L’aubépine, porte du royaume souterrain des fées
S’il est des arbres et des arbustes qui jouent un rôle important dans la mythologie, l’aubépine (épine blanche) en fait indiscutablement partie.
Sa floraison au mois de mai, au cœur du renouveau printanier, n’est pas étrangère à son succès ; le fait que ses fleurs soient d’une blancheur immaculée joue aussi son rôle.
L’aubépine a largement débordé le cadre de toutes les mythologies anciennes, celtes, nordiques, germaniques… pour investir l’ensemble de la tradition orale fantastique.
Assoyez-vous au pied de cet arbuste lorsque s’ouvrent les premières fleurs, et le vœu que vous formulerez sera inéluctablement réalisé, à moins que les fées qui dorment dans le monde souterrain aient été outragées par l’une de vos actions. Vous aurez fort à faire pour vous réconcilier avec elles ; la meilleure solution c’est sans doute de leur rendre visite et de vous expliquer de vive voix.
Ce n’est pas difficile : le creux qui s’ouvre entre les racines, là, devant vous, au pied de la vieille aubépine centenaire est certainement l’une des entrées de leur domaine mystérieux. Agrandissez le trou, passez-y la tête et… advienne que pourra.

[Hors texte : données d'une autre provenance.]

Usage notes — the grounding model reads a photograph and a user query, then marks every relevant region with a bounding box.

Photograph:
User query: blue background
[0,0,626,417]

Je vous conseille auparavant de prendre quelques leçons de savoir vivre féérique car ces belles dames sont assez susceptibles. Si vous n’avez point le sésame qui vous permettra de rentrer six pieds sous terre, vous pouvez vous contenter de rapporter un rameau bien fleuri de l’arbuste et de le placer à côté de votre pas de porte : le mauvais sort s’éloignera de votre demeure.
Ne vous avisez cependant pas de faire un quelconque bouquet et de le placer à l’intérieur, sur la table du salon, vos branchages perdraient alors tout pouvoir magique.

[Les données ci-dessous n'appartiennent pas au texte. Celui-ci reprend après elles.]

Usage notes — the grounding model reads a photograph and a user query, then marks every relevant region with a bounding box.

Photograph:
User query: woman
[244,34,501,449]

De plus, l’aubépine a un défaut : l’odeur de ses fleurs n’est pas très agréable.
Les branches fleuries avaient des usages très variés : lors de la traditionnelle fête des Mayes (Mays ou Mais) dans certaines régions, les jeunes gens cherchant fille à marier fixaient divers rameaux d’arbustes sur les façades des maisons.

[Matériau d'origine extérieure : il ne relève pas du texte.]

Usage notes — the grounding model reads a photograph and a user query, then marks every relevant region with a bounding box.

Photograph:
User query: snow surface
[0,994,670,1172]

Le choix botanique ainsi que la taille de l’arbuste choisi avaient une signification particulière.
La présence d’une branche d’aubépine avait un sens différent selon les endroits. Soit elle signifiait que la jeune personne habitant la demeure devait être fréquentée avec circonspection car elle avait un caractère « de cochon » : acariâtre, grincheuse, « faiseuse d’histoires ».
Soit elle servait au repérage pur et simple et indiquait qu’il y avait, en ce lieu, jeune fille bonne à marier.